An exhibition of photographs bringing to life memories of Firth’s Carpets and the old Clifton Mill will be launched at the Bailiff Bridge Library.
The Landscapes of Loss exhibition is the result of a study by Dr Lisa Taylor, principal lecturer in cultural studies and humanities at Leeds Beckett, University, who has spent the last seven months gathering the memories and experiences of Bailiff Bridge residents and former workers of Firth’s Carpets.
It will open for a private viewing for participants on Thursday, July 14 before opening to the public on July 15, running until the end of October.
A website to accompany the exhibition is also in the process of being built, using images and stories from the project. Lisa explained: “From my own experience of growing up in Bailiff Bridge in the 1970s, there was a great sense of community through the shared experience of setting up life in the mill village and of making carpets.

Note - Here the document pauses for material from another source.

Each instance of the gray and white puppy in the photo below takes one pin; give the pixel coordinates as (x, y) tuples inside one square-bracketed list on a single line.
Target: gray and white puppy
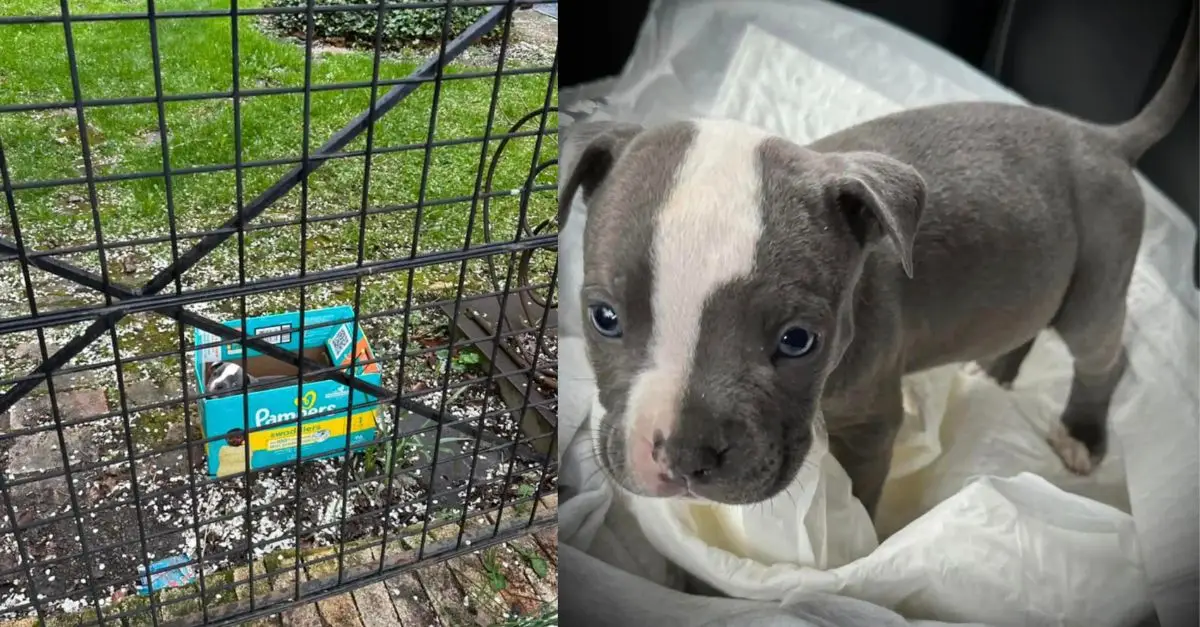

“The mill was a central physical object for the people and my parents worked there for most of their working lives; its presence in the village crossroads made the possibility of life for the village.
“Clifton Mill was demolished in 2002, leaving an empty space in the heart of Bailiff Bridge. To this day there remains a piece of spare land containing rubble and overgrown weeds.”
Lisa’s research aimed to understand the effect of the demolition of the iconic Mill on the village and community. She invited participants – those who live in Bailiff Bridge, in villages nearby or even who used to live there - to a focus group in Bailiff Bridge, followed by individual ‘walk and talk’ interviews around the village.
During the interviews, the participants shared their memories and discussed their ideas about how they see the town post-demolition.
Lisa added: “People have very fond memories of Firth’s as a paternalistic, generous employer, a company which ‘looked after’ people. Ex-workers say the company was a community - people pulled together to do a good job.”